Determine the mass of salt that is formed by the interaction of 3.65 g of HCL with 10.6 g of Na2Co3
Determine the mass of salt that is formed by the interaction of 3.65 g of HCL with 10.6 g of Na2Co3. What V of gas will be released in this case.
m (HCl) = 3.65 g.
m (Na2CO3) = 10.6 g.
Let us determine the mass of the formed salt and the volume of the gas. We write down the reaction equation.
2HCL + Na2CO3 = 2NaCl + H2O + CO2
First, the amount of substance perchloric acid and sodium carbonate.
n = m / M.
M (HCl) = 35.5 + 1 = 36.5 g / mol.
M (Na2CO3) = 23 * 2 + 12 + 16 * 3 = 106 g / mol.

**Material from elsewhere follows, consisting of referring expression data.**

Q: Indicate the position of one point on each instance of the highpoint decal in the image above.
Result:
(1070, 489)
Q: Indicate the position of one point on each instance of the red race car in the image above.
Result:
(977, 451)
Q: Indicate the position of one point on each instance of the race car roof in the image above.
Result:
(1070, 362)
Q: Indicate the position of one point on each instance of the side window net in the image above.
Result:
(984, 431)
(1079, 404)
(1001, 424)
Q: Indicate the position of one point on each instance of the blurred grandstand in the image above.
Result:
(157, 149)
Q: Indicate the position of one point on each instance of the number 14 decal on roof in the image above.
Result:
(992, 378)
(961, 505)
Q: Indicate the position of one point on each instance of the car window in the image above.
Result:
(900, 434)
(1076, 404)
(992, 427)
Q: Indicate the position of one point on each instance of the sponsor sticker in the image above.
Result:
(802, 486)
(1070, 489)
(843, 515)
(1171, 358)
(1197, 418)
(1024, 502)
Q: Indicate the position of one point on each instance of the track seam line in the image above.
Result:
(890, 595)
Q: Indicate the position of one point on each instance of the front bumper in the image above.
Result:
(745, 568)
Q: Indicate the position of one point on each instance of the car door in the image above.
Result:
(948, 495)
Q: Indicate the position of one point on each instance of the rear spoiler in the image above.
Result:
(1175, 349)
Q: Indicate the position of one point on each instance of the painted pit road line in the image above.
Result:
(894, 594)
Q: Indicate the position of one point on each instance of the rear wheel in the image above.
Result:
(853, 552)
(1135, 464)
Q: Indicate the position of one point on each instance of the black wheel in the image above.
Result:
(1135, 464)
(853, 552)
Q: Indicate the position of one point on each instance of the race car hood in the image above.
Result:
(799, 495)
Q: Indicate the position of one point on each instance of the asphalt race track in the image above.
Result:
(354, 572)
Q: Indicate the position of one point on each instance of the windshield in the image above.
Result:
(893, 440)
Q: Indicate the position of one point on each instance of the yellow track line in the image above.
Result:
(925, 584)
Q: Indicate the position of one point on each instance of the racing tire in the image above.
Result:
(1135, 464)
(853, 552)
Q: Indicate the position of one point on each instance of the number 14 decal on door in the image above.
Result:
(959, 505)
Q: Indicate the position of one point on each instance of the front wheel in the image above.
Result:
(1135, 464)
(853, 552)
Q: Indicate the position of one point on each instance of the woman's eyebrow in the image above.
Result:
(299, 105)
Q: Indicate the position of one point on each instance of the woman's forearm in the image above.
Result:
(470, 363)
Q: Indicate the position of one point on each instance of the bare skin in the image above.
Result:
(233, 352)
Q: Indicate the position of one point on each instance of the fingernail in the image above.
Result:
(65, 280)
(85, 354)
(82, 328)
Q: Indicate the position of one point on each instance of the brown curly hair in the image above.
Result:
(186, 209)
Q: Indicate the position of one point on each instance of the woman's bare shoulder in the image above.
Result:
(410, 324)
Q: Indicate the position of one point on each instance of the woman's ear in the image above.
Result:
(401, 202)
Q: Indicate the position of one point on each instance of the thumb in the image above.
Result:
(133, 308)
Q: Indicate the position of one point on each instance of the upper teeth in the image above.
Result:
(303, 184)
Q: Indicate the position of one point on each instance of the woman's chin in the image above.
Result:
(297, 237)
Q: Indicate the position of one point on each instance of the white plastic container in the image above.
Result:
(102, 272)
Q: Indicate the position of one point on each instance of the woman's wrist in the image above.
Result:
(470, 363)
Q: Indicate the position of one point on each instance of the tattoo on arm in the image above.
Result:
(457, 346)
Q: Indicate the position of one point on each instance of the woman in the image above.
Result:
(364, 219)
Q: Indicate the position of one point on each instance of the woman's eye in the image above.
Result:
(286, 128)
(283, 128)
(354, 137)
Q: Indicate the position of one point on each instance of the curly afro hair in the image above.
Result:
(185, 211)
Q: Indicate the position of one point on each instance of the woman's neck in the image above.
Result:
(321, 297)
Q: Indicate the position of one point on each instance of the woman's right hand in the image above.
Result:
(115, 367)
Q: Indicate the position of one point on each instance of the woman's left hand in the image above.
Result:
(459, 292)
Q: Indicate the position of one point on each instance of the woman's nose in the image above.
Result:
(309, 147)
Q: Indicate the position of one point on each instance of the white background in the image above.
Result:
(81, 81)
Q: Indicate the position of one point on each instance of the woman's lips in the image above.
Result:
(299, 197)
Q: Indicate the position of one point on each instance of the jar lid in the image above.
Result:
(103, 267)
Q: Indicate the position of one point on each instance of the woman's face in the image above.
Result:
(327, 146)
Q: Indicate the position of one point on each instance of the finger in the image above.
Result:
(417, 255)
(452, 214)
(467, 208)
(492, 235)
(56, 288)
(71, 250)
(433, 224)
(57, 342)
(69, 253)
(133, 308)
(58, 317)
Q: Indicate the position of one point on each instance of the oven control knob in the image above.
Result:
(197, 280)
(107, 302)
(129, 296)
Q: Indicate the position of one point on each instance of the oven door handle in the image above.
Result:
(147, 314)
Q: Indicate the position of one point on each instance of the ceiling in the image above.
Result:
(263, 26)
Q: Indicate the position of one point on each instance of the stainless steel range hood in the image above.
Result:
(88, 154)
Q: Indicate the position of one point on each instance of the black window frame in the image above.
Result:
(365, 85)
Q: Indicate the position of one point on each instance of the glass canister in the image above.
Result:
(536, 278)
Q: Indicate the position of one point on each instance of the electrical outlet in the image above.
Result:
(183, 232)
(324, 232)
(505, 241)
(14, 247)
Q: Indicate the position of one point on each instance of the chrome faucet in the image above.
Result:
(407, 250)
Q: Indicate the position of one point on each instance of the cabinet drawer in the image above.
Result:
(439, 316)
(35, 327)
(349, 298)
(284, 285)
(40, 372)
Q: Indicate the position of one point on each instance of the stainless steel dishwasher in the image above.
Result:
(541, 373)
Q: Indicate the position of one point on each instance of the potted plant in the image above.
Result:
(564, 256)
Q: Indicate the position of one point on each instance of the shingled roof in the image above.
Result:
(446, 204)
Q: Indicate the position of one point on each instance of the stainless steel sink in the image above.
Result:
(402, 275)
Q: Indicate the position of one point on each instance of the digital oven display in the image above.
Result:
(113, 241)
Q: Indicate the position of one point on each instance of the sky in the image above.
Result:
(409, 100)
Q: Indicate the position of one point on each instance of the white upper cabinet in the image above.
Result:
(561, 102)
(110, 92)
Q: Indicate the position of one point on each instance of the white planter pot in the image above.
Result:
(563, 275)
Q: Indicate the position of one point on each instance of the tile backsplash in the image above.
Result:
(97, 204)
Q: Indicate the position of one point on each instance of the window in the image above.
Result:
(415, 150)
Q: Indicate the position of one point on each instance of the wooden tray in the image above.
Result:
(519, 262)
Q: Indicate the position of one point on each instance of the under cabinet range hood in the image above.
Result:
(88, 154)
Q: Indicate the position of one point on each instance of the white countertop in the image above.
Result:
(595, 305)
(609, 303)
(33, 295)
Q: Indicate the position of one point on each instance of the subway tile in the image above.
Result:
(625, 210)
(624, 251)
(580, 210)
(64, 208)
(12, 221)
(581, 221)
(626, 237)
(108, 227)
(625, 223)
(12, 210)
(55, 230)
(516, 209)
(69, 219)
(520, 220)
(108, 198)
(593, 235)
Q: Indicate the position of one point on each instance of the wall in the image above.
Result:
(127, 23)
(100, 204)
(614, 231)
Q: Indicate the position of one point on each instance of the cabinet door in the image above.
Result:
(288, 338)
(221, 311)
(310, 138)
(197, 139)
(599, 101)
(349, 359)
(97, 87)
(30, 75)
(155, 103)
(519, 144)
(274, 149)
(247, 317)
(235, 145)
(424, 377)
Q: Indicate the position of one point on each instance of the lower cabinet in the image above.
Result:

n (HCl) = 3.65 / 36.5 = 0.1 mol.
n (Na2CO3) = 10.6 / 106 = 0.1 mol.
This means that there is a lack of perchloric acid.
We find by the equation of reactions the mass of salt.
0.1 mol HCl – x mol NaCl
2 mol HCl – 1 mol NaCl
X = 0.1 * 1: 2 = 0.05 mol NaCl.
m (NaCl) = 0.05 * 58.5 = 2.925 g.
We find the volume of gas.
0.1 mol НСl – x mol СО2
2 mol HCl – 1 mol CO2
X = 0.1 * 1: 2 = 0.05 mol.
n = V / Vm.
V (CO2) = 0.05 * 22.4 = 1.12 liters.
Answer: m (NaCl) = 2.925 g. V (CO2) = 1.12 l.